With these comparisons in mind, how do our present day church communities compare as a true “city on a hill?” In many cases our churches are more like fortresses to keep people out, rather than inviting them in to share what they have. Many Christians and their church communities lean toward isolation and insulation rather than accommodation. We have our own little faithful community, our own Christian schools, our own church language, programs and procedures. Our method of operation doesn’t lend itself well to inviting outsiders to come in. If we are to be a “city on a hill” in the manner of cities of Jesus day, we probably have some changing to do. We need to be a beacon to hurting people saying, “Are you hungry, are you thirsty, are you in trouble? Come in! We have food and water and we will help you with what is causing you trouble!” Our goal, our mission should be to bring people in and show them the blessings the city and the Christian faith provide. Then we will be the light of the world and that city on a hill that the world so desperately needs.
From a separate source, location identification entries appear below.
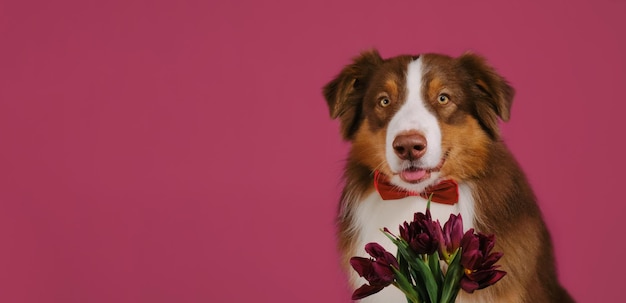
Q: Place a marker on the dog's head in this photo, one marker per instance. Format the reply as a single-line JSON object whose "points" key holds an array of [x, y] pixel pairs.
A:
{"points": [[419, 118]]}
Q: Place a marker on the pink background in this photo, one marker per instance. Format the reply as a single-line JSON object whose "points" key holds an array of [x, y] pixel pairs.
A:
{"points": [[181, 151]]}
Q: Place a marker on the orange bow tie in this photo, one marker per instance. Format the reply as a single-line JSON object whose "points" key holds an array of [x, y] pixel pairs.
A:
{"points": [[446, 191]]}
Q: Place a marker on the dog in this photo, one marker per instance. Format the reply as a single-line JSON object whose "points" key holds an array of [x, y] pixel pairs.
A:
{"points": [[417, 120]]}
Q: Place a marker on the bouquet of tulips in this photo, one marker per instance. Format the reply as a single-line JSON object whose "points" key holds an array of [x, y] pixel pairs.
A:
{"points": [[432, 263]]}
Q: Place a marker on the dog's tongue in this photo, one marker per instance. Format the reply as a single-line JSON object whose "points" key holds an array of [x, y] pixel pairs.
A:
{"points": [[412, 175]]}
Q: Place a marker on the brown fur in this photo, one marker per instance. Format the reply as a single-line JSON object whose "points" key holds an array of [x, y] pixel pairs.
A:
{"points": [[504, 202]]}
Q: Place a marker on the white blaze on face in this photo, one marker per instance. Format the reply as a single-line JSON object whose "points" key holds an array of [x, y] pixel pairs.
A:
{"points": [[414, 115]]}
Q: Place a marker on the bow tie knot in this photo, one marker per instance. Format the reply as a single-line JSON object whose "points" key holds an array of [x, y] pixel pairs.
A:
{"points": [[446, 191]]}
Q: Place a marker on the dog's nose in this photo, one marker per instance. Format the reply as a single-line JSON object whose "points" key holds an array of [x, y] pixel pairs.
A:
{"points": [[409, 146]]}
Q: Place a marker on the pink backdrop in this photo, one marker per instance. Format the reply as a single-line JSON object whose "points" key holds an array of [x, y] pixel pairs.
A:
{"points": [[180, 151]]}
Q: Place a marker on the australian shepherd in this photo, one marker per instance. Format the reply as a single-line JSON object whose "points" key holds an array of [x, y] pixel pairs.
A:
{"points": [[418, 120]]}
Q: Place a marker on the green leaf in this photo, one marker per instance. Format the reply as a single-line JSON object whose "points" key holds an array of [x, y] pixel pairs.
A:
{"points": [[403, 283], [429, 280], [451, 284], [435, 268]]}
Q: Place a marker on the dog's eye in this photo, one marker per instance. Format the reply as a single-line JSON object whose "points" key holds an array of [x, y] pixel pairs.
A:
{"points": [[384, 102], [443, 99]]}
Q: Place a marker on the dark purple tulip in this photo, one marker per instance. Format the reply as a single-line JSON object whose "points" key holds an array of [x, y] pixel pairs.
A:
{"points": [[451, 236], [376, 271], [422, 234], [478, 261]]}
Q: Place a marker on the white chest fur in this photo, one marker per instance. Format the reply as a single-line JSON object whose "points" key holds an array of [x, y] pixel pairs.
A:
{"points": [[374, 214]]}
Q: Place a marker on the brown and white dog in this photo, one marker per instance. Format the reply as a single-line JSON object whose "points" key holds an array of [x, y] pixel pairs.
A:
{"points": [[421, 119]]}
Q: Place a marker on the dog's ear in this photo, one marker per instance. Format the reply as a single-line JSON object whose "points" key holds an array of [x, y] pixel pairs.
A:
{"points": [[495, 95], [345, 93]]}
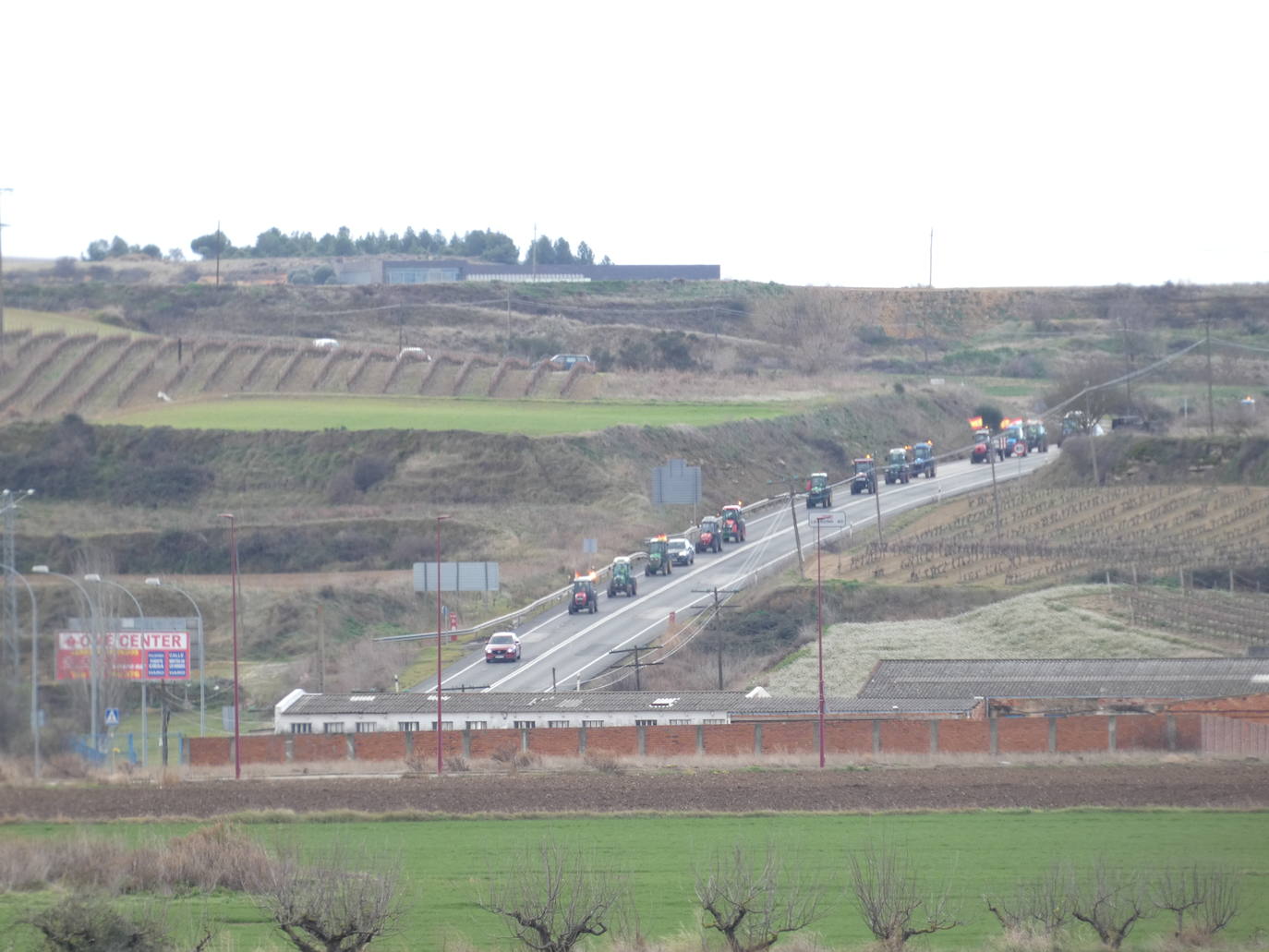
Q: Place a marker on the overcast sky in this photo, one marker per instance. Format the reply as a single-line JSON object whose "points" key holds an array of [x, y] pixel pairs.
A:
{"points": [[811, 144]]}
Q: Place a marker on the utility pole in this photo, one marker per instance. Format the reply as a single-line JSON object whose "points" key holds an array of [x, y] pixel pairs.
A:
{"points": [[797, 536], [1211, 412], [2, 291], [713, 621], [636, 664]]}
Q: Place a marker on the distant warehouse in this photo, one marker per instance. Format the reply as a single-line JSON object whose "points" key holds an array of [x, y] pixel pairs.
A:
{"points": [[366, 271]]}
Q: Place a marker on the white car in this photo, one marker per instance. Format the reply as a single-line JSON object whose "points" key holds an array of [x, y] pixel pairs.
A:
{"points": [[682, 551], [502, 646]]}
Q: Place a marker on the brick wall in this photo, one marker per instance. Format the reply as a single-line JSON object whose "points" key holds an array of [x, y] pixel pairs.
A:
{"points": [[906, 735]]}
Cutaway of an ancient city gate

P.S. An interesting side note to studying cities of ancient Israel is to learn about the city gates. The city gates performed many functions. Obviously they provided security because they kept the bad people out and good people in. They were also a place where commerce was conducted because of the traffic going in and out of the gates. However, one of the more interesting functions of the city gate was that this was where justice and law were carried out. The ruler or king of the city, “sat in the gate”, and decided all questions and legal matters and pronounced judgment on wrong doers. Several examples of this occur in Scripture (Lot at Sodom in Genesis 19:1; Ruth and Boaz in Ruth 4:1-12; Absalom in 2nd Samuel 15:1-6, to name a few). What makes this so interesting is that from this concept of the King sitting in the gate and pronouncing judgment, we get the concept and the image of the “pearly gates of heaven”! From the images provided in Revelation 21:12 and 21 and 22:14, we get the heavenly picture that we will all stand one day before the gates made of pearl and will be judged by the king before we can enter the heavenly city. It was enlightening to see that God used the practices found in ancient city life to describe what the future heavenly city will be like. As believers may we be tireless in our efforts to invite the weary traveler into our Christian communities so that they can one day experience the king saying, “Come in! Well done thou good and faithful servant!”